— Виноват, clarissime, — прервал патер Лович, — но ведь мы же с вами тайные члены общины, и явно пропагандировать ее — не значит ли выдать себя головой?
Михайло насторожился: «Как! Они тайные иезуиты?!» Когда патеры вошли только что в беседку, он был еще в нерешимости: не показаться ли ему из-за куста? Теперь же он решился не шелохнуться, не дохнуть: соблазн был слишком велик подслушать беседу с глазу на глаз двух членов опаснейшего для православия духовного союза.

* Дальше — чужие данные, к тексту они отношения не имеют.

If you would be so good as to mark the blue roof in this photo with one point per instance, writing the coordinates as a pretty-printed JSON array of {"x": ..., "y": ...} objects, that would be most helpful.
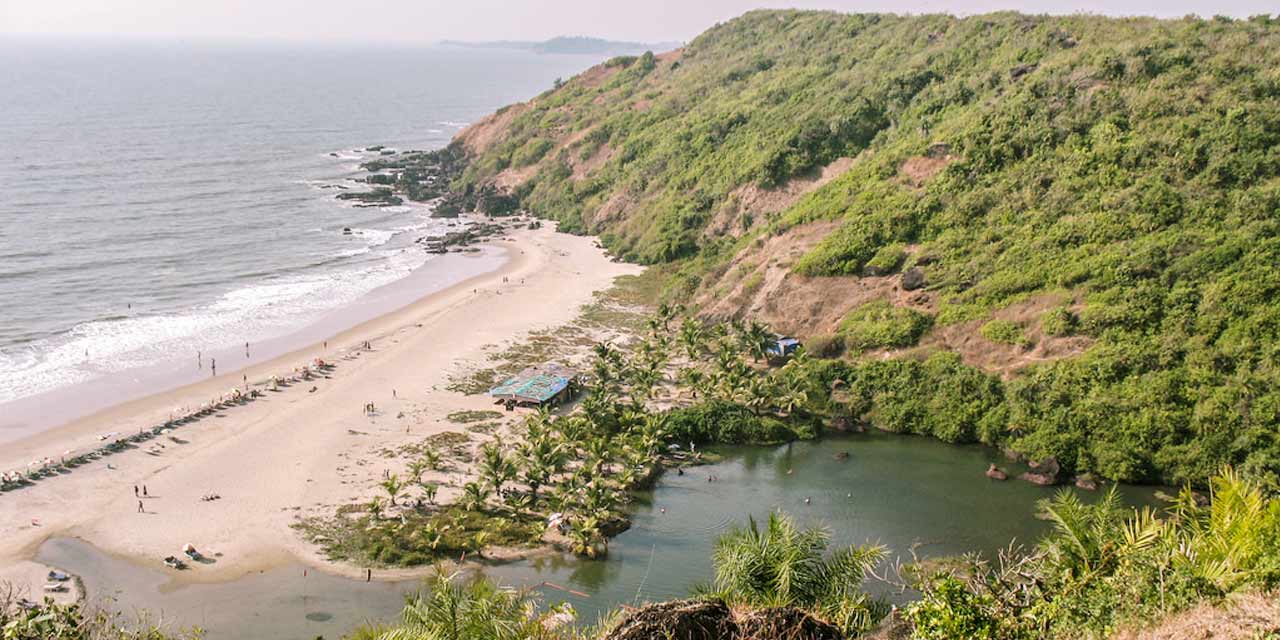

Патер Сераковский, очевидно, принял на себя в отношении к младшему собрату роль ментора и отвечал ему на вопрос с дружелюбной иронией:
— Как вы юны еще, коллега! Кто же велит вам поднимать сейчас перед всяким непосвященным ваше забрало? Отбивайтесь боковыми ударами.
— Как же так?
— Да так. Вы можете, например, выражать сердечное сокрушение, что вот-де орден иезуитов приобрел такую силу, что даже у язычников самых отдаленных мест Азии, Америки одни только иезуиты имеют безусловный успех; но что, по правде сказать, они-то более всех до самозабвения и преданы своему христианскому долгу: отказываясь сами от всяких благ земных, самоотверженно посвящают весь век свой на утешение грешных и страждущих, сирых и убогих. С тем же завистливым сожалением вы можете упомянуть тут о небывалых индультах, дарованных иезуитам папами; особенно же упирайте на индульгенции — на право наше за самые тяжкие преступления налагать самые легкие наказания и даже вовсе отпускать грехи, — все, конечно, только во имя любви Христовой.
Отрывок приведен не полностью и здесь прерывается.